It was fun for about five minutes, until Madonna said, "Shep, you
gotta get back to work."
The Erotica Diary [August 15, 1992, Mo's Birthday]
One of the tracks, Godbye To Innocence, just wasn't working. There
was something about the song that didn't grab Madonna, so we had to
fix it. I worked overnight in my studio and came back to Soundworks
with a brand new bass line that seemed to do the trick. Madonna put
on headphones and got ready to lay down the vocals for Goodbye To
Innocence. But instead of singing the original words, which were written
last year, Madonna started toying with the lyrics, singing the words
to the lounge-lizard act staple, Fever. At first we thought: "This
is cool," and it was. It sounded so good that we decided to take it
one step further and actually cover the tune. Too bad no one knew
the words. What we needed was a copy of Fever if we were going to
record it that day. So, Madonna got on the phone with Seymour Stein
at Sire Records, and within an hour, we had the lyric sheets, the
Peggy Lee version, and the original version of the song in our hands.

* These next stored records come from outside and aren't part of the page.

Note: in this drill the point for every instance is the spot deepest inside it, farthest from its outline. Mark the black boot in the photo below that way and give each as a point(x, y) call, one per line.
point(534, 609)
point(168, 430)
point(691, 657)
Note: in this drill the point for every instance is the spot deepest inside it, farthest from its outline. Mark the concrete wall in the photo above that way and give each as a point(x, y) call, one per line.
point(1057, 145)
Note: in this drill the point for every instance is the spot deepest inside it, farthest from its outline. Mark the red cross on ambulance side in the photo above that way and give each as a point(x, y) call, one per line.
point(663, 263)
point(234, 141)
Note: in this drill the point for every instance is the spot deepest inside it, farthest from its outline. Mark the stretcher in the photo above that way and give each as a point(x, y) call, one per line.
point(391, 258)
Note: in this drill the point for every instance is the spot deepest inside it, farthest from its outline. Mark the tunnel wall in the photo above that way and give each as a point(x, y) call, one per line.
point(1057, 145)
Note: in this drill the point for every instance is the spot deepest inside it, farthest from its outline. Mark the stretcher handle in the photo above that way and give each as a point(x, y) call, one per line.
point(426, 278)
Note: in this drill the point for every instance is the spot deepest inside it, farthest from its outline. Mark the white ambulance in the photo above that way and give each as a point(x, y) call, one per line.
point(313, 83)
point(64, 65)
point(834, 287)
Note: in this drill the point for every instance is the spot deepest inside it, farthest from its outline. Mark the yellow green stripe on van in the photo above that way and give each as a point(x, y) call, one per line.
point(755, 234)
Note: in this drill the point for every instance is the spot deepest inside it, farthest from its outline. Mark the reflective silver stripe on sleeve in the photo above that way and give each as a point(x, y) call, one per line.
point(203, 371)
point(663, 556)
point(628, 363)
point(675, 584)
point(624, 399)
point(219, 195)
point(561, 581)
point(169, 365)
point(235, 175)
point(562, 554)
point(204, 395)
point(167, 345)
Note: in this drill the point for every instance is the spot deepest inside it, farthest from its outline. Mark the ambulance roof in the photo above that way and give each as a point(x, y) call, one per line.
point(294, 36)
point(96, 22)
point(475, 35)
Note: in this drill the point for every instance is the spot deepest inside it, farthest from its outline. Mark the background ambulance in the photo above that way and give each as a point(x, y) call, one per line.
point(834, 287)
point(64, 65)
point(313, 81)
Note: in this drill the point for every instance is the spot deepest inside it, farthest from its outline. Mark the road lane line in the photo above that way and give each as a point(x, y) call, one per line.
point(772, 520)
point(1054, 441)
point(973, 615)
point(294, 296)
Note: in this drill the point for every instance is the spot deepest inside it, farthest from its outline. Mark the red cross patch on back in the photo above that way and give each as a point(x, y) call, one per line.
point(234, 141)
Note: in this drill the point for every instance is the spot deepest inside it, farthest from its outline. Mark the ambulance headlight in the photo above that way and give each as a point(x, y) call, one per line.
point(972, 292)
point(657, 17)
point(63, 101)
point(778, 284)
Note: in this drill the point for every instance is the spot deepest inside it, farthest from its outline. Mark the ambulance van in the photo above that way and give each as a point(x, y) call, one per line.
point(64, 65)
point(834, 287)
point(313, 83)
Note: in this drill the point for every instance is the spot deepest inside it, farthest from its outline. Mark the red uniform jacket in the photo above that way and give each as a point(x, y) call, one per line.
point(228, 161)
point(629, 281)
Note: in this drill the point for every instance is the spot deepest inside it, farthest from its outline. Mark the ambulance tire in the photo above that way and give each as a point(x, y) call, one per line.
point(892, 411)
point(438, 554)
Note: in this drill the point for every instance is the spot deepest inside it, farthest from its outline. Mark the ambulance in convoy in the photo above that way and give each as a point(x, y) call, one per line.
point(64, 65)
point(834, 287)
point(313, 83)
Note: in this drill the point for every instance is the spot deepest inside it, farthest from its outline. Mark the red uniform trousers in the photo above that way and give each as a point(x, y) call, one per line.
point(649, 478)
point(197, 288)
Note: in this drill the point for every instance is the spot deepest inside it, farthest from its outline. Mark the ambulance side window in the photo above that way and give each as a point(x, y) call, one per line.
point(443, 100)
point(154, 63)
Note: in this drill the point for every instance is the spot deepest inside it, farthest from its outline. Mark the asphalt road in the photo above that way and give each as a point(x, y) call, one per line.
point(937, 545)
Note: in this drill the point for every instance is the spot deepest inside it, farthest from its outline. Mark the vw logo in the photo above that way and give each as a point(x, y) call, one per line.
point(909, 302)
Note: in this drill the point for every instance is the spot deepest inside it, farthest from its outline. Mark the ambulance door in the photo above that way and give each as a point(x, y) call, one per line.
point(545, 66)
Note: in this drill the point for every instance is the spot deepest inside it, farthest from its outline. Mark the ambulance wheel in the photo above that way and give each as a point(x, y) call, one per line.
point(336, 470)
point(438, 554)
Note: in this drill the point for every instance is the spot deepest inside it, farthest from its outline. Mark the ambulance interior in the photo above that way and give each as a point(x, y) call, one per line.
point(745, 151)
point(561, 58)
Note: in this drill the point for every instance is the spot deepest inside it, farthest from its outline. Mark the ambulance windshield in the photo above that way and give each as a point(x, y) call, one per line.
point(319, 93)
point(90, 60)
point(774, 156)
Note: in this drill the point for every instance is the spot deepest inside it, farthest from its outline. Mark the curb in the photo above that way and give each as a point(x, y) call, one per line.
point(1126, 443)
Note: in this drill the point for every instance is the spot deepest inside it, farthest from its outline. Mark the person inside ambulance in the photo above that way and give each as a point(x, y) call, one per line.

I was really impressed by how quickly we got it all. That was the
last track on Erotica and we finished mixing it just in time to celebrate
another birthday - Madonna's.
That night, she had a birthday party on a boat circling Manhattan.
Picture about 50 people dancing on a boat with disco blasting out
of the portholes and you get the idea. In between dancing and celebrating,
I spent the time reflecting on the album. I was confident that it
was a great compilation of songs, but I was wondering how people would
react to it. It was definitely a different album for her in that it
was a dance/pop album, instead of a guitar-laden pop album designed
just for top 40. That was a conscious decision on her part beacause
it seemed that the more pop she went, the fewer of her albums people
were buying. This time, she's giving the people what they want.
The Erotica Diary [September - October 1992]
After three and a half months of working in the same studio and hearing
the same songs day after day, it was a relief to have the album finished.
Everything went smoothly except the last two songs, Why's It So Hard
and Words, both of which we had to recall for changes. On September
12, I walked out of Soundworks with the completed master of Erotica
in my hands.
A month later, I went to the Sex party. The Erotica blitz was about
to hit in music, video, and book form and a variety of stars were
coming out for the party. Madonna herself surveyed the scene during
the midnight hour. I walked over to meet her in the DJ Booth.
There was all this wild stuff going around us: people tattoing one
another, couples simulating sex - it was crazy. And when I went to
talk to Madonna, who was in the middle of it all, our conversations
turned to music. For all the multimedia extravaganzas that were braying
for her attention, it was still the music that mattered and it was
the record that we fawned over. I realized that no matter how far
I've come, I still feel the same way that I always did.